Yang kemudian membuat sedikit “ribet”, adalah masalah adat perkawinan yang harus kami pakai dalam hajatan kami ini. Secara historis, baik saya maupun isteri saya memang berdarah Jawa, tapi sudah puluhan tahun kami berdomisili di daerah Gayo dan bergaul serta berinteraksi dengan masyarakat Gayo, sementara calon menantu dan besan kami berasal dari etnis Aceh. Disinilah kemudian perlu kearifan untuk memilih prosesi adat yang akan kami jalani dalam hajatan keluarga ini. Mempertahankan adat Jawa yang menjadi warisan leluhur kami, mungkin sebuah keharusan, sementara menjunjung adat dimana kami bertempat tinggal juga tidak boleh
Dengan pertimbangan tersebut, akhirnya saya bersama isteri memutuskan untuk mengaplikasikan ketiga adat yang berbeda tersebut dalam hajatan yang akan kami gelar. Pepatah “Dimana bumi dipijak, disitu langit dijunjung” benar-benar ingin kami terapkan dalam acara keluarga kami, meski sebenarnya tidak ada keharusan bagi kami, tapi kami merasa harus menghormati semua adat yang ad dalam kehidupan dan lingkungan kami.
“Berguru” dengan Adat Gayo
Di Wilayah Dataran Tinggi Gayo, setiap ritual pernikahan selalu diawali dengan acara “berguru”. Acara yang sudah turun temurun dijalankan oleh masyarakat Gayo ini, akhirnya juga menjadi bagian awal dari prosesi hajatan pernikahan putra kami. Berguru sendiri merupakan adat untuk memberikan pembelajaran atau memberi pengajaran kepada calon mempelai, agar dalam mengarungi kehidupan rumah tangganya kelak bisa berjalan tenteram dan bahagia.

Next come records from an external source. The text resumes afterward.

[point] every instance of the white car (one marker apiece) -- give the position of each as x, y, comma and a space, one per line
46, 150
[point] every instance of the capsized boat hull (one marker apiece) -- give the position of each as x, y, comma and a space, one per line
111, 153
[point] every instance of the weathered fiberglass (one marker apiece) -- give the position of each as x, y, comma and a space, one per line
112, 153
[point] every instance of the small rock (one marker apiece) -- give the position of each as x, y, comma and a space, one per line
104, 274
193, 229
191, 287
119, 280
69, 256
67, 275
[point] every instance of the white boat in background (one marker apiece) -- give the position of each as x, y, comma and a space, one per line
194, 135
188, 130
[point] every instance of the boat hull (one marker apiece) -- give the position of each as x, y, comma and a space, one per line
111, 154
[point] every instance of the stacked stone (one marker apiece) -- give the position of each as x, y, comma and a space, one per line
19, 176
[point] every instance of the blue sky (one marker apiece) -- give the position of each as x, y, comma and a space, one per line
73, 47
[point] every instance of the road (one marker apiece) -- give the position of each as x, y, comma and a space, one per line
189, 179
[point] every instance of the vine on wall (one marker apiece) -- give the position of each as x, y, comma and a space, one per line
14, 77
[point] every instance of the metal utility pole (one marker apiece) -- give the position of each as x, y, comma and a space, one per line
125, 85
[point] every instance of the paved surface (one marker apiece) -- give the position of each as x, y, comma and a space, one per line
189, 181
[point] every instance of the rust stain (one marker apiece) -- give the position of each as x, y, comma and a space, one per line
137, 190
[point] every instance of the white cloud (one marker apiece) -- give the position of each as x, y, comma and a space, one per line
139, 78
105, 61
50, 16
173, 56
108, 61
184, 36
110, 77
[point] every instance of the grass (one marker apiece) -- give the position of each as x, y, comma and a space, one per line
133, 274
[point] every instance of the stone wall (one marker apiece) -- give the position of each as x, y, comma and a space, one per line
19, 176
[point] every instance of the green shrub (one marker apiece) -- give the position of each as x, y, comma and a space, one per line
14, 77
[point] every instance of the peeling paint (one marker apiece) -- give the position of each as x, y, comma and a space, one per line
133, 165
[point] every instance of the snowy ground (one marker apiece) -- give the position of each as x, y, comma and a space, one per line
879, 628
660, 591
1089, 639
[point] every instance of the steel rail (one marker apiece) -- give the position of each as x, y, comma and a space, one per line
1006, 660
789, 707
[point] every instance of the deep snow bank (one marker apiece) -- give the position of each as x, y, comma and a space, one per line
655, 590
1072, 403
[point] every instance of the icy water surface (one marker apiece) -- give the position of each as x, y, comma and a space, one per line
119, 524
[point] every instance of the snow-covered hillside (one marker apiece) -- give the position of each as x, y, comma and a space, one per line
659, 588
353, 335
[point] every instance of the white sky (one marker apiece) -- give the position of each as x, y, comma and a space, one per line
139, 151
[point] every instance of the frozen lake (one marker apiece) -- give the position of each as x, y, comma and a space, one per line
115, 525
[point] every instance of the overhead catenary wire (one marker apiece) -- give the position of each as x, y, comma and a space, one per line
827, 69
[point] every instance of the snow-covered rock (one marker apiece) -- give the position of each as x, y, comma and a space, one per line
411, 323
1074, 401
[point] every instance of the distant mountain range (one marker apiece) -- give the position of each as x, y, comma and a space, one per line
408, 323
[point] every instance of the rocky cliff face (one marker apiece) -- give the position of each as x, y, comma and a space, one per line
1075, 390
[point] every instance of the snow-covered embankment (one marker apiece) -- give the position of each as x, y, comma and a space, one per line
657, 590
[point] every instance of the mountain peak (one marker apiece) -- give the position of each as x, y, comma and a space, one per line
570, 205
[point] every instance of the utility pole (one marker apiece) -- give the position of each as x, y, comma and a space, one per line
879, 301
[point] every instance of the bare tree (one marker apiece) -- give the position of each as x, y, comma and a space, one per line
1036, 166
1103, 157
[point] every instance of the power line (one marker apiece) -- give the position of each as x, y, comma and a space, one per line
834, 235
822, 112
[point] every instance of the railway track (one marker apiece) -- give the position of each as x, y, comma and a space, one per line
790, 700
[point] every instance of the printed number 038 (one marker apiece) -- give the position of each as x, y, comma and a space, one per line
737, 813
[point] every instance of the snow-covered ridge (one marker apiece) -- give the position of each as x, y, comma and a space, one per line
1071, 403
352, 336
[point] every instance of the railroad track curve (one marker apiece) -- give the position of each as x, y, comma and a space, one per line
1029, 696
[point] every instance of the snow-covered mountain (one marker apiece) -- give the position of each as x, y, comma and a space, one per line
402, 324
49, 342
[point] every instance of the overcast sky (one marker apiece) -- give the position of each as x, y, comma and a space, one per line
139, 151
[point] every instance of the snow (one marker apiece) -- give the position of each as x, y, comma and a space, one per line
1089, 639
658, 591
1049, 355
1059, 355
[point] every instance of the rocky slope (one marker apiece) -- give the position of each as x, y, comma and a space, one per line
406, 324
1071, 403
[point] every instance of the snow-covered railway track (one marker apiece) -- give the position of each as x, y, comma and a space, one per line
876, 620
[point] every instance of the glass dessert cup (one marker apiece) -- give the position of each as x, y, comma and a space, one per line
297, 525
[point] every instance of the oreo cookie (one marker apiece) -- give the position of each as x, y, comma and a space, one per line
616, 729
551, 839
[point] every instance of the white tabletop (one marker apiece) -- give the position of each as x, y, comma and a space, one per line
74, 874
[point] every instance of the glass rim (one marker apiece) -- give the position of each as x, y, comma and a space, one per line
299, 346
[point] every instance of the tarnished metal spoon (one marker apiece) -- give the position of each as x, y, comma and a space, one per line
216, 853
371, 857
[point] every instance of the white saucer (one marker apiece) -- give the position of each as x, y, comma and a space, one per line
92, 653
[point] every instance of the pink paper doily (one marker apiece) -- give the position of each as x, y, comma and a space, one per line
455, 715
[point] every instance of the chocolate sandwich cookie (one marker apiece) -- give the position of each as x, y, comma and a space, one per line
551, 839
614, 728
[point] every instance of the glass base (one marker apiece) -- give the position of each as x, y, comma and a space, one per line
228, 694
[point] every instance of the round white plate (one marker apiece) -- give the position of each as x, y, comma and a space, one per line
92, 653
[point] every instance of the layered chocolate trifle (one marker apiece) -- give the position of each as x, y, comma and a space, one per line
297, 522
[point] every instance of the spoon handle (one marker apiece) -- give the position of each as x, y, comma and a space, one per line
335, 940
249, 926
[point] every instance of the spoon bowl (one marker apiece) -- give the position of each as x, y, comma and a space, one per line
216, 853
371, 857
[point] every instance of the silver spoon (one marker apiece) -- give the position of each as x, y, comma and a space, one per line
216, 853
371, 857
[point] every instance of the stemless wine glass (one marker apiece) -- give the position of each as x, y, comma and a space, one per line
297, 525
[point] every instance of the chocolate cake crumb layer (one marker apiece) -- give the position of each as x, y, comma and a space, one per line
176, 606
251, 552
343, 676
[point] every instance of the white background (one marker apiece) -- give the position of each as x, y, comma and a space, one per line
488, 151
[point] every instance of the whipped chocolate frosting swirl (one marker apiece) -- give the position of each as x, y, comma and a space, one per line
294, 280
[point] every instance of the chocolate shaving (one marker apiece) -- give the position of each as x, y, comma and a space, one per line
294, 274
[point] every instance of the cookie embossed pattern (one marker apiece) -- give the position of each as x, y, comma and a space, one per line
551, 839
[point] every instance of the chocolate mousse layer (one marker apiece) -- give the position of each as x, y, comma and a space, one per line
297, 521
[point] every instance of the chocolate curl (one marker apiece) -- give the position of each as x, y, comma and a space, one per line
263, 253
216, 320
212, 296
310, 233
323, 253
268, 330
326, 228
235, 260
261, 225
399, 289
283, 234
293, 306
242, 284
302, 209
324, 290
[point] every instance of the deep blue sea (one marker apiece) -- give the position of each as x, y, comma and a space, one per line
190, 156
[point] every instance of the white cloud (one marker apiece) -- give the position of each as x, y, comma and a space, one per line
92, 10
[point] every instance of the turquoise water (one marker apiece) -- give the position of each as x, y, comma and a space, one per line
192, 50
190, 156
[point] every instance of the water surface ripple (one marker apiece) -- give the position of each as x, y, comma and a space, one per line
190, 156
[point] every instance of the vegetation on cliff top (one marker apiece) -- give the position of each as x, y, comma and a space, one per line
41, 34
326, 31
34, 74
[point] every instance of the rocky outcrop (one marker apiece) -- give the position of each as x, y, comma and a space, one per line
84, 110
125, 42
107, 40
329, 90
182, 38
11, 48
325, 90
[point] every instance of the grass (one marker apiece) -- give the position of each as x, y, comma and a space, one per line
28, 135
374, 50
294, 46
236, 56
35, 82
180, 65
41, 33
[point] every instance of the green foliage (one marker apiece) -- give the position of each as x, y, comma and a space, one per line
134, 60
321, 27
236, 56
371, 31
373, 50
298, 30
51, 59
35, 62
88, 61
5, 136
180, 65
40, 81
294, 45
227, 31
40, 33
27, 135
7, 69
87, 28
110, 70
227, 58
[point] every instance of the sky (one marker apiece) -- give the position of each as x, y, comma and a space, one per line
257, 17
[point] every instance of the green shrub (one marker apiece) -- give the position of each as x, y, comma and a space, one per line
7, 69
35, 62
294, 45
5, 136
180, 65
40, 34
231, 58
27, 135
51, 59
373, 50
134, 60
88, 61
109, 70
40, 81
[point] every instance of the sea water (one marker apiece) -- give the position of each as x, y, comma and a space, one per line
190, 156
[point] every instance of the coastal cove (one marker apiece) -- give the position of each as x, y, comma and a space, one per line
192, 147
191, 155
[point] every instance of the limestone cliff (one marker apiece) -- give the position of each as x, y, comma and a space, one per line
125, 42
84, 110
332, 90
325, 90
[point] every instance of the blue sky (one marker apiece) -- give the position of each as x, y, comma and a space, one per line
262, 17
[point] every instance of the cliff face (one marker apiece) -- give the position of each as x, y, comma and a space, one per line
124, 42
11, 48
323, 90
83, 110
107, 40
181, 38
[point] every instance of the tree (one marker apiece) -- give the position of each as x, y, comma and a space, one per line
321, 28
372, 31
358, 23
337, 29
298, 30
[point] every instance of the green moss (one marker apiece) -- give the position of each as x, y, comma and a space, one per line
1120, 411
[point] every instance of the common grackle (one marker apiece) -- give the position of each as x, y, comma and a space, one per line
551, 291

Disaksikan oleh sanak famili dan seluruh tetangga, acara berguru dimulai dengan penyerahan “buet” (pekerjaan selama hajatan) dari pihak keluarga kepada aparat desa yang terdiri dari Reje(Kepala Kampung), Imam Kampung dan Petue (Sesepuh Kampung). Selanjutnya aparat kampung yang diwakili oleh Reje, akan menerima pekerjaan selama hajatan tersebut kemudian menyerahkannya kepada seluruh warga untuk membantu tuan rumah sampai dengan selesainya hajatan nanti.
Tiga serangkai aparat kampung yang terdiri dari Reje, Imam dan Petue, sebagai orang yang dituakan dan dihormati di desa/kampung, juga didudukkan secara khusus diatas ampang, itu sebagai salah satu bentuk penghormatan kepada mereka. Acara ini menjadi penting, karena berisi nasehat berharga tentang bagaimana seseorang akan mengarungi kehidupan baru dalam biduk rumah tangga.Dan untuk mendo’akan keselamatan bagi calon mempelai, Imam Kampung kemudian melanjutkan acara dengan memimpin do’a.
Alhamdulillah, acara bergurupun berjalan lancar, dan satu adat Gayo telah kami jalani sebagai penghormatan kami kepada masyarakat Gayo yang menjadi bagian dari kehidupan kami.